5) How much of your work is taken directly from existing traditions, how much is borrowed and further developed (albeit augmented or modified), and how much is self derived or original?
I don’t delude myself that I’ve created anything new or original. If I have any talent at all, it’s for making connections and processing symbols in slightly different ways.
6) What are misconceptions, misunderstandings, and/or stigmas you would like to address and see cleared up in regards to tarot?
I have a very good friend in the comic-book business who happens to be a devout Christian, and although he’s never said anything to me about it, I’m pretty well certain that he believes I’m doing The Devil’s Work. And I wish I could clear that up, with him and others like him. It’s not about Heaven and Hell, there is nothing Satanic about Tarot. Tarot is a Tool. Use it right, and it will make you a better person. Use it improperly and you get the spiritual version of smashing your thumb with a hammer. It’s not the hammer’s fault that you smashed your thumb. Self-delusion is the real danger, but it’s a danger that runs throughout everything in life. It’s true that you can damage your life by misreading the tarot, but you can also get yourself killed if you don’t know that Red means Stop. Annnnd…. I think that’s a red light I see up ahead.
7) What's next for you in regards to tarot as a whole? Do you have anything in the works that you'd like to discuss?

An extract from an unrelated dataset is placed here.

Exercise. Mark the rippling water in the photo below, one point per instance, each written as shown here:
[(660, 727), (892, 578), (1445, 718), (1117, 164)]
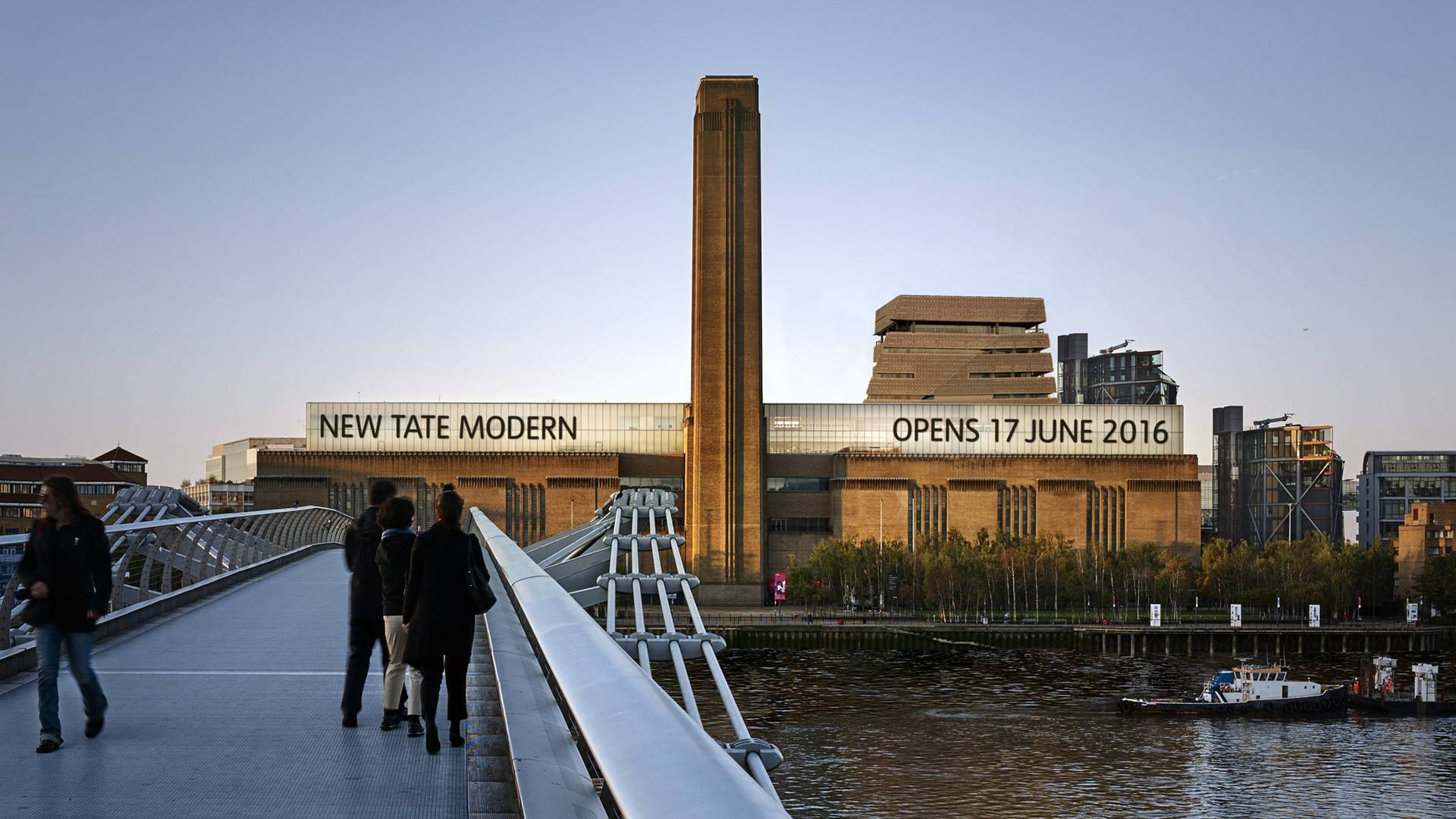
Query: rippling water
[(1034, 733)]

Oh my goodness gracious yes. I am nowhere near done. I am bursting with ideas and if the Tarot community will continue to tolerate me, I will be around for a long while to come. Most of what I’m thinking about is in too early stages to discuss, BUT, I’ve got a Kickstarter coming right up at the end of December for my full-on Gothic deck (CROOKED WAY TAROT), and I’m actively working on a Dada Tarot and a Zirkus Mägi Kipper, both of which have pages already up at my website… which is www.tarotbyducksoup.com . Thank you for asking me to participate in this, and I hope to see you in the cards!